Killer Journeys, Hakuna Matata, Bargaining Balistics: The final leg


Advertisement
Tanzania's flag
Africa » Tanzania » Zanzibar
July 25th 2012
Published: August 16th 2012
Edit Blog Post

Total Distance: 0 miles / 0 kmMouse: 0,0


I have to be honest, each wonderful day travelling has been mixed into one. I'm not going to put a date on anything, and just explain all the best bits of the time away after the project, probably something people want more than an in-depth analysis of each day, so here it goes!



No messing on the last day with all the group, up, pack bags, we're going to Zanzibar! Tickets were thankfully sorted out by JJ and Melly, was just a case of going and picking them up and waiting until the bus arrived, wasn't too late considering we were on Ugandan time, only 30 mins. I was travelling with Matthew, JJ, Ali, Olivia, Lucy and Melly. The coach journey was an experience and a half. Wasn't in the worst of conditions, could rival some of the ones in England in fact. Just, it was 30 hours long. 30 hours travelling the roads of Africa, from Jinja in Uganda, through Kenya, all the way down through Tanzania until we finally arrived in Dar es Salaam. The journey itself was not too horrendous, apart from the boarder crossings. I think at everyone of them, someone in our group had some hassle, but think its part and parcel of what travelling in Africa is like. We stopped in the middle of nowhere for some food that was included in the price of the tickets. Chicken leg and chips I think it was, it did the job as there was no other food on the entire journey other than the stuff we brought, but it look awful.



We'd be arriving in Dar in the pitch dark, which would be less than ideal. Luckily Ali and Matt had made a canny friend on the bus, who look after us completely. His brother had a bus/taxi company and got one of his drivers to pick us all up and drop us at the hostel we'd be staying at. We got it at a decent price too, which was a bit of a bonus. He was a good lad, had a bit of a chat with him after too. He goes between Uganda and Tanzania selling school equipment, quite the top bloke.

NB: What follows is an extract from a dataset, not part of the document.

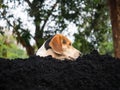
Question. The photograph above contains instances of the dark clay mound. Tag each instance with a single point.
(92, 71)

The hostel was decent, only stayed for the night though, got the ferry over to Zanzibar the next day. Showers were pretty bad, which was a pain as after all that travelling, the only thing I wanted to do was have a nice warm shower. Bed was decent, but I got bitten to hell.



We were up like a shot the next day, countless things to sort out. We needed a little money, as the Ugandan shillings meant nothing here. Matt, JJ and Myself tried to sort out changing flights to leave from Dar and not Entebbe, while the rest sorted getting a ferry to take us over the way. Was no luck with the flights, but did give us a chance to see a little bit of the city, I reckon its going to be a power house in the next few years, so much getting done to it. After all that we managed to sort our ferry out and get a coach booked for us three getting back to Uganda to get the plane home. We did experience a little hassle with booking the ferry and coach, bargaining is something I will not miss. But its water under the bridge now, it's given us some good stories to tell.



The ferry was ideal though, somehow managed to get first class tickets. The most comfortable chairs we'd experienced in all our travels in Africa, plus had two movies to keep us going, both in Chinese though I think. We had arrived before we knew it, one good thing about that 30 hour coach journey, makes any form of travel seem like nothing. 2 hours been confused why a Chinese person was boxing an Englishman seemed to be over in a second.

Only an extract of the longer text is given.